Comparison between Javindo and Petjo
|  | Javindo | Petjo |
|---|---|---|
| Actor vs non-actor | strong preference for non-actor-oriented sentences |  |
| Lexifier language | Dutch |  |
| Origin of the Speakers | Semarang | Batavia |
| Substrate language | Javanese | Batavian Malay |
| Speaker as actor indicator | taq, tak, ta` | ku- |
| Hearer as actor | koq | kau- / absent |
| Affixation by suffix |  | lack of |

== Writing system ==
Javindo is written using Latin script, specifically Dutch orthography.

== Grammar ==
Even though most of the lexicon is derived from Dutch, the grammar of the language is mostly of Javanese origin, including elements such as morphology; lack of verbs; no past tense; no finite verb. The inherited feature of Javindo from Javanese is the non-actor-oriented verb morphology.

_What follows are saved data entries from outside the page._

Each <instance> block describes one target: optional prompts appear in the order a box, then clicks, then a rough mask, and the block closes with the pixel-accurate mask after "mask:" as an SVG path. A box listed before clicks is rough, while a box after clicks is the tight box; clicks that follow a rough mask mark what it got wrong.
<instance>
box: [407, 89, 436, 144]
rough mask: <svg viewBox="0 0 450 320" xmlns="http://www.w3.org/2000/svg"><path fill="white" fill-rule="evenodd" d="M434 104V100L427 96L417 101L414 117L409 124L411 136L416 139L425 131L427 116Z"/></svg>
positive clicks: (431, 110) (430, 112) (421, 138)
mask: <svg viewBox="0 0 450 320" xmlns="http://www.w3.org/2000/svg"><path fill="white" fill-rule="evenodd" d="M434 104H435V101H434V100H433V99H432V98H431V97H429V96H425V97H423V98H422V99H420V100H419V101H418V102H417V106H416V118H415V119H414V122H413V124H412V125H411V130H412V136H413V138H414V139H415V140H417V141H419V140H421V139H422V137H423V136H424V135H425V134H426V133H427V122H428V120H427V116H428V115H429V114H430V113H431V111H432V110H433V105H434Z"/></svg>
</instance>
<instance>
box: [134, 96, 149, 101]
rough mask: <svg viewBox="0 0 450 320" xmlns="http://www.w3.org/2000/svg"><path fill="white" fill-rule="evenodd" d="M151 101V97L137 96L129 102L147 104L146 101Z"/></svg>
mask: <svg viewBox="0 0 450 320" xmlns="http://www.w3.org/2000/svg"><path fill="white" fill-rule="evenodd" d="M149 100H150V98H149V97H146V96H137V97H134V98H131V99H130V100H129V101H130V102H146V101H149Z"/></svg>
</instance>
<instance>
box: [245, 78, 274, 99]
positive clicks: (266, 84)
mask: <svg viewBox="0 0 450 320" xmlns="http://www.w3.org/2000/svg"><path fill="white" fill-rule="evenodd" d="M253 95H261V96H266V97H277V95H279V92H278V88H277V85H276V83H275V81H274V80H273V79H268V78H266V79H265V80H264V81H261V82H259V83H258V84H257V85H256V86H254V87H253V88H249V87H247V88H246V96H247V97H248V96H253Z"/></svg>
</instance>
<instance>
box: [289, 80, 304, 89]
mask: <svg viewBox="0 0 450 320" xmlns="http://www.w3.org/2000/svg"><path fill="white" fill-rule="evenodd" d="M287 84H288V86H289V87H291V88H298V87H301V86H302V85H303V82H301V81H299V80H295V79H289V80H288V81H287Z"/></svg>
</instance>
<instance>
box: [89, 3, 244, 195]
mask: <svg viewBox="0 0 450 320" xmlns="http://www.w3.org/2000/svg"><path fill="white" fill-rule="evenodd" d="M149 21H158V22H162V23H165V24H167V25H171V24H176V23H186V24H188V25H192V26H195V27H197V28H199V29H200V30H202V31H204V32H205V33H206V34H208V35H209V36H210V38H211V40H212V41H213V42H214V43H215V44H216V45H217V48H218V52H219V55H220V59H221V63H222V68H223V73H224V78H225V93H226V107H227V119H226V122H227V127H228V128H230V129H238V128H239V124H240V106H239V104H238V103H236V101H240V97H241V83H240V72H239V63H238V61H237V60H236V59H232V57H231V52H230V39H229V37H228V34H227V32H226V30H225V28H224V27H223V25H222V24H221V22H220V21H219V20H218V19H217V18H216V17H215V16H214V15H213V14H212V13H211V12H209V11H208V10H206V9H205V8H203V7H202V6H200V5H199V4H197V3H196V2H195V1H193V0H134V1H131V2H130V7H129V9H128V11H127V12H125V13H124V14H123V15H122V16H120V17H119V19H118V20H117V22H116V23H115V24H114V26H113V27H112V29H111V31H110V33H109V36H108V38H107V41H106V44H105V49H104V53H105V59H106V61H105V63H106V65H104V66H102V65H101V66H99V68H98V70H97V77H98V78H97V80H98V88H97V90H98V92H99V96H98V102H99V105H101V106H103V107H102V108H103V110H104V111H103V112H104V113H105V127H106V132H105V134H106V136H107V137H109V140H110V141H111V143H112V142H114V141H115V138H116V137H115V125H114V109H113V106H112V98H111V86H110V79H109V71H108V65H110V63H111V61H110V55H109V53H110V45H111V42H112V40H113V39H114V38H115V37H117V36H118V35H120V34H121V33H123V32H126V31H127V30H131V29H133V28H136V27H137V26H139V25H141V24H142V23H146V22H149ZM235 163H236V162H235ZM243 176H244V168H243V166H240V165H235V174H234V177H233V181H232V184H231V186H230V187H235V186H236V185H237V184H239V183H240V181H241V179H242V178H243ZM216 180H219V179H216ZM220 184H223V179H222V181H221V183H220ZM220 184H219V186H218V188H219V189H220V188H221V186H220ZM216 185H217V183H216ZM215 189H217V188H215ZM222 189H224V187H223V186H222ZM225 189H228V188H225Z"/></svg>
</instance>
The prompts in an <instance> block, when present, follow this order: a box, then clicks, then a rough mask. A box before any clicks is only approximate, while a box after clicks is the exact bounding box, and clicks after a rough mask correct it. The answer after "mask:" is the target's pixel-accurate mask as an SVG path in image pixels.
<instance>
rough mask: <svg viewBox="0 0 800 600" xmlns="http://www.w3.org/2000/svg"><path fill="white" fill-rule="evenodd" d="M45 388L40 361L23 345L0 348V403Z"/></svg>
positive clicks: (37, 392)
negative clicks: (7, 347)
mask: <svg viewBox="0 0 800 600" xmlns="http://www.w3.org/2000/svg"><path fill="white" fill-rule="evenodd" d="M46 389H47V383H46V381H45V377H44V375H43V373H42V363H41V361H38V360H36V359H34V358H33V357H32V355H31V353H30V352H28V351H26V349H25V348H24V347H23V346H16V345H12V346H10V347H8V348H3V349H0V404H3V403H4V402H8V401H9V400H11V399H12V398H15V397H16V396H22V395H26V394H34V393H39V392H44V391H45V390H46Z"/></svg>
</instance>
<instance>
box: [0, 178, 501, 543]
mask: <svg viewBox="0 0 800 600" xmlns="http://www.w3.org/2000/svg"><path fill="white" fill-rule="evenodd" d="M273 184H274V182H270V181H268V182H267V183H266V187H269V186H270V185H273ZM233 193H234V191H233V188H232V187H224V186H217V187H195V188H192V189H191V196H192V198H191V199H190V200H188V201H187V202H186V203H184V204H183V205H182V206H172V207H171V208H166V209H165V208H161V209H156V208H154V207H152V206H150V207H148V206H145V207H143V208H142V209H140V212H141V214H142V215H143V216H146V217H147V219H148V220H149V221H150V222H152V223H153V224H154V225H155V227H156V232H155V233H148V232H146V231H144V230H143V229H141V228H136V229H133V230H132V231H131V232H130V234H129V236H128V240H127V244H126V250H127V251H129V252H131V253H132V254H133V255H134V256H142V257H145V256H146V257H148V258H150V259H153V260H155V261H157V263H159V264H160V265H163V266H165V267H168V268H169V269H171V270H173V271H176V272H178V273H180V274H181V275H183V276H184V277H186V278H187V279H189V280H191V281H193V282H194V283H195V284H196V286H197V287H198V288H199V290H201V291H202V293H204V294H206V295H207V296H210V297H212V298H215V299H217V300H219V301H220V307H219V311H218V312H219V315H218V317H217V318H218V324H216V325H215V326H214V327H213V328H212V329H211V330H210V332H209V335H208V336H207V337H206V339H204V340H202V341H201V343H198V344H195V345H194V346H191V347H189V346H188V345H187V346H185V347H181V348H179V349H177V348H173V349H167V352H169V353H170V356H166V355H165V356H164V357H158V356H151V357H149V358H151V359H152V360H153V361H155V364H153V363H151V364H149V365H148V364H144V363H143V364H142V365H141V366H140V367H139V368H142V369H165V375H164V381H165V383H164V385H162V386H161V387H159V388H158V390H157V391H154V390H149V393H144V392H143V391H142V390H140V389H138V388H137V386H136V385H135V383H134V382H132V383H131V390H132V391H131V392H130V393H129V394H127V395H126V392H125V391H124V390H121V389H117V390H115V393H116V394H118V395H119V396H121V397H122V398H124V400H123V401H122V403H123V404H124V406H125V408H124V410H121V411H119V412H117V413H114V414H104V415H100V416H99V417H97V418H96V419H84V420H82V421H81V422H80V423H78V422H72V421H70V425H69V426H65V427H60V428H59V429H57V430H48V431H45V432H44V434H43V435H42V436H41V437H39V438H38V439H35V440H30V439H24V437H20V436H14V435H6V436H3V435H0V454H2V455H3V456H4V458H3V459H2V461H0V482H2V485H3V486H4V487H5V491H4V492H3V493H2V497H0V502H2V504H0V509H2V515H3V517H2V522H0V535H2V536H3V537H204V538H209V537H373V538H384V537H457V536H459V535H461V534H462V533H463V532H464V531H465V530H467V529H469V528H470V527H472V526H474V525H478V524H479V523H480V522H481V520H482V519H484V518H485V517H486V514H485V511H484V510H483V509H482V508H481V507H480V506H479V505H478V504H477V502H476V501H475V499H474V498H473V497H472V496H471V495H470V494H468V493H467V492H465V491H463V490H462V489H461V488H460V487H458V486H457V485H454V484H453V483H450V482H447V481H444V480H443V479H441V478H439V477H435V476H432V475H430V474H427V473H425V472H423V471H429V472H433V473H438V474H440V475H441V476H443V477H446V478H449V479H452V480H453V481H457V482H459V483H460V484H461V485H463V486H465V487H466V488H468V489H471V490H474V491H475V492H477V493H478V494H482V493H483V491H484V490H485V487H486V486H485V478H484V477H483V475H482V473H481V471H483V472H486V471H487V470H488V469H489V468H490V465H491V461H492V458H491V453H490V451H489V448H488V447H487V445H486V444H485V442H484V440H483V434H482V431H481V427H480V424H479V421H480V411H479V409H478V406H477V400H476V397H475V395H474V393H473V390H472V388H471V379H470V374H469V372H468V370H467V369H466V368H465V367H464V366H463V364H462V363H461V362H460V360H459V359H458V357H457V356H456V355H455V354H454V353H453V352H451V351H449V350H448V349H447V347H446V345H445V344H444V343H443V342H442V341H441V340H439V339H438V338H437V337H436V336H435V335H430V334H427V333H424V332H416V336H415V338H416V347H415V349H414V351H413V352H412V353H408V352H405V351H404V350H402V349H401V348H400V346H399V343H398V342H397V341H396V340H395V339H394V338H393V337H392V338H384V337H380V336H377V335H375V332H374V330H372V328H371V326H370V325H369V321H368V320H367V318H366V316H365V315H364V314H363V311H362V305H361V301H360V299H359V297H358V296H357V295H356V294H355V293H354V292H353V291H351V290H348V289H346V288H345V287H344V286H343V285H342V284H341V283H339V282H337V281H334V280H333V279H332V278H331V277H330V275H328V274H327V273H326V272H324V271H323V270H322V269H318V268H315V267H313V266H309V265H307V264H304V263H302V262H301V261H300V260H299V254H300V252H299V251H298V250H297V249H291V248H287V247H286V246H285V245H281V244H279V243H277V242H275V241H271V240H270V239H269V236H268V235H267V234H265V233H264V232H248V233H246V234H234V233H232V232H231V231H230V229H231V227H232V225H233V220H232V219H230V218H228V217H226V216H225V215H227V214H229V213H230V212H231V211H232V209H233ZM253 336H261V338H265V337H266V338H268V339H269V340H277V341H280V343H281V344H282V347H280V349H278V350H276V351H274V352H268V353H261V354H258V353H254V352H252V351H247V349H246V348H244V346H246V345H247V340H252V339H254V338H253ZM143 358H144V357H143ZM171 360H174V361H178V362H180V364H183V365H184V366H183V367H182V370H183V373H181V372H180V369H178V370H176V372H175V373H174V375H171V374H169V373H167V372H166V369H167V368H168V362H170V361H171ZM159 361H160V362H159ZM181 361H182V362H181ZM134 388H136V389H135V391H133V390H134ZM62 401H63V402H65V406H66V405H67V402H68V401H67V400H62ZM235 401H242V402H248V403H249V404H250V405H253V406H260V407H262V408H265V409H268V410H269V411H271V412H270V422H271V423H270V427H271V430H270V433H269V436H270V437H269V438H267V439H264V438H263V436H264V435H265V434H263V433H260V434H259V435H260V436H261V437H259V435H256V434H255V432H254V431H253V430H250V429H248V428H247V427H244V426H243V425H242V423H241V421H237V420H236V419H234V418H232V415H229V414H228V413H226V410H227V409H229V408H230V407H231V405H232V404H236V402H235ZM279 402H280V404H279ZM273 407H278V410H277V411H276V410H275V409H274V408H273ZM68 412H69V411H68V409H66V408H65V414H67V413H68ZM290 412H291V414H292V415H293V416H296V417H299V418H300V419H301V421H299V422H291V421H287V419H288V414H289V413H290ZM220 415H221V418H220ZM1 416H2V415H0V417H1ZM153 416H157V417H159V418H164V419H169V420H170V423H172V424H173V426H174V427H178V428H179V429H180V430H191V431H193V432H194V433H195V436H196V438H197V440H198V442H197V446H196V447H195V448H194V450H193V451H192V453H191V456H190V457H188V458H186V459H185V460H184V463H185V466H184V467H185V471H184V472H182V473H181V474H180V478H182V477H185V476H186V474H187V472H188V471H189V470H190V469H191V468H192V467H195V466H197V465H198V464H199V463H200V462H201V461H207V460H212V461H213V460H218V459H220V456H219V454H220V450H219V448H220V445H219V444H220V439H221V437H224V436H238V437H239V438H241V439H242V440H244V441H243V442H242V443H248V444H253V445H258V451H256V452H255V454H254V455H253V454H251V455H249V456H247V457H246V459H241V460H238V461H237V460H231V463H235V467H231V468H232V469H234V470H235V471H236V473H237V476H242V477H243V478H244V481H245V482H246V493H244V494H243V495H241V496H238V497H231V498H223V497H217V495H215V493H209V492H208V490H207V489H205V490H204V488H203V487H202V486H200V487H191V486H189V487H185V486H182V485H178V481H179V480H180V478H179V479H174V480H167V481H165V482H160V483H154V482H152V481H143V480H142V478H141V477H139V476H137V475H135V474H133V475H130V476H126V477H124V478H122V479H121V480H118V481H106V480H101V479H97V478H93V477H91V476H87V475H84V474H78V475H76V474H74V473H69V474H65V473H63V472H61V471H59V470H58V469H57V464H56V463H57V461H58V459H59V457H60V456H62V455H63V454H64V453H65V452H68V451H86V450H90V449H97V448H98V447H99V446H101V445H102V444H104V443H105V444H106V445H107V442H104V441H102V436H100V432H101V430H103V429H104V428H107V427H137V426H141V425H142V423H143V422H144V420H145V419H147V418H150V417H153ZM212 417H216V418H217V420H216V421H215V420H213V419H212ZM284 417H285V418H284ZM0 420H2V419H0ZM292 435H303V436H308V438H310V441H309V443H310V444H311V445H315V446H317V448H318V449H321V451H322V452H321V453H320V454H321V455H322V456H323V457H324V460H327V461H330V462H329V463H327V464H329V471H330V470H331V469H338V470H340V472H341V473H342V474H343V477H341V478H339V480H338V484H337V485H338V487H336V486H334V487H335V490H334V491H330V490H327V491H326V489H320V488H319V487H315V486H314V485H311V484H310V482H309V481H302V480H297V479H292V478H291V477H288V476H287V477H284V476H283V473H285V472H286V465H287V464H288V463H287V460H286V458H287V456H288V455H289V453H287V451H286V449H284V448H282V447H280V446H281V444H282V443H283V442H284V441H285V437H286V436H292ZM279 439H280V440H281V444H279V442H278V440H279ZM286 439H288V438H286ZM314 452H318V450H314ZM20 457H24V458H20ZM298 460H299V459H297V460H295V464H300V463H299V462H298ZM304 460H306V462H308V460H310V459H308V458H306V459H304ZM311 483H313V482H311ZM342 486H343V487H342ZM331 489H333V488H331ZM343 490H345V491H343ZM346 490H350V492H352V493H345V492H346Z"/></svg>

- The actor-oriented in Javindo shows similarity to the Dutch construct as there is no nasal prefix morpheme such as in Javanese.

| Javindo | dan | wij | kijken | geldnja |
| Dutch | dan | wij | kijken | het geld |
| English | then | we | look for | the money |

- The suffix -i indicates transitive verb similar to Javanese, but only happens on construct with morpheme taq or koq.
- The suffix -(s)ke shows indirect-relational value with possibility of causative value. For example, jij taq doenske means "I do (it) for you" from Dutch doen "to do".
- Actor preceded taq (sometimes written as tak- or ta`) and koq constructs, but it is not expressed with prefix di- (such as jij digoendoeli 'you are cut bald') and prefix ke- (such as ketjeklik mijn enkel 'my angkle has been strained'). Sometimes, prefix ke- is combined with non-obligatory suffix -an. The difference between construct with prefix di- and prefix ke- is the difference on non-accidental nature vs accidental nature.
- Reduplication shows iterative, intensive, or conative value.
- Dutch influence in non-actor-oriented sentence manifests as usage of passive auxiliary verb (such as worden or zijn) and past participle or usage of past participle only.